Своеобразие композиции романа «Посторонний»
1. Особенности композиции произведения, которые отмечают
критики С.И. Великовский, М. Свердлов, Е. Неживая
Роман Альбера Камю «Посторонний» был написан в 1940 году и опубликован в 1942 году. Сюжетная линия «Постороннего» как и композиция линейна и состоит из двух частей. Известно, что критики восприняли роман благосклонно, так как идеи экзистенциализма к тому времени уже набрали популярность в интеллигентных кругах.
В монографии «Грани несчастного сознания: Театр, проза, философская эссеистика А. Камю» (1973 г.), а затем в послесловии к изданию прозы Камю советский литературовед Самарий Великовский отмечает относительную зеркальность двух частей и неоднозначность трактовки эпизодов жизни главного героя Мерсо в первой и второй частях. Он упоминает о том, что герой по многим параметрам похож на слабоумного или душевнобольного человека: «Записки «постороннего» – словно гирлянда попеременно загорающихся лампочек: глаз ослеплен каждой очередной вспышкой и не улавливает движения тока по проводу».[1]

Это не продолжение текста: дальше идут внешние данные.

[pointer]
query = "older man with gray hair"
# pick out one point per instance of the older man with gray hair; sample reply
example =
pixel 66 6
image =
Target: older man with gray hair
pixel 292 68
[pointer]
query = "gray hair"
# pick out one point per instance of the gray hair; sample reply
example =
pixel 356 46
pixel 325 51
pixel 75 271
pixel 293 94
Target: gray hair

Также критик акцентирует внимание на сатирическом подтексте произведения, перечисляя те стороны общественной жизни, которые высмеиваются автором во второй части произведения: «Сквозь оторопелое удивление «постороннего» проступает насмешка самого Камю над мертвым языком и ритуалом мертвой охранительной официальщины, лишь прикидывающейся осмысленной жизнедеятельностью».[2]

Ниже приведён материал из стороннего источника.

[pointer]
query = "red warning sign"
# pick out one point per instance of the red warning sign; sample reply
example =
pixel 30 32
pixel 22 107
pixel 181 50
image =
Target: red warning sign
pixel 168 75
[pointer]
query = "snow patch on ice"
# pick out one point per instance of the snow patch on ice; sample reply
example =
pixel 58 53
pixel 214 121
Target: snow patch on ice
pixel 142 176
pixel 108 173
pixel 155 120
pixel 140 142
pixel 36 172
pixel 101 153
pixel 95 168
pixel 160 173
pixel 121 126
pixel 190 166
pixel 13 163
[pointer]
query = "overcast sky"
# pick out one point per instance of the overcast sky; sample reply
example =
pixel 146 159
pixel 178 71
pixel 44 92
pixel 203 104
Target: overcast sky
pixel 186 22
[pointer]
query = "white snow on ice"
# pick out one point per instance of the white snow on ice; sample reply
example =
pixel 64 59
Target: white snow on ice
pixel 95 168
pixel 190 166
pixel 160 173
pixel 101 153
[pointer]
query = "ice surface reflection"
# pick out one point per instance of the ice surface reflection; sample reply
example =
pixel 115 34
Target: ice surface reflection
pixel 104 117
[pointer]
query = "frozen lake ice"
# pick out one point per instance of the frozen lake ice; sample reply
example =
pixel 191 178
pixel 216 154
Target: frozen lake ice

Михаил Свердлов в своей статье поднимает вопрос о присущей роману двусмысленности, говоря о том, что к концу романа все сказанное и рассказанное Мерсо воспринимается как двусмысленное. Роман начинаеся с отметки «нулевого градуса» в речи Мерсо: «Сегодня умерла мама»; а завершается аффектированной театральной декламацией – того же Мерсо: «... остается только пожелать, чтобы в день моей казни собралось побольше зрителей – и пусть они встретят меня криками ненависти». В данном случае критик задается вопросом: развивается ли характер Мерсо от начала к концу? Прослеживается ли в нем, хоть в какой-то мере, «диалектика души»? Убеждаясь в отрицательных ответах на волнующие вопросы, он пришел к выводу, что конец романа так и остается опровержением начала, начало же – опровержением конца.[3]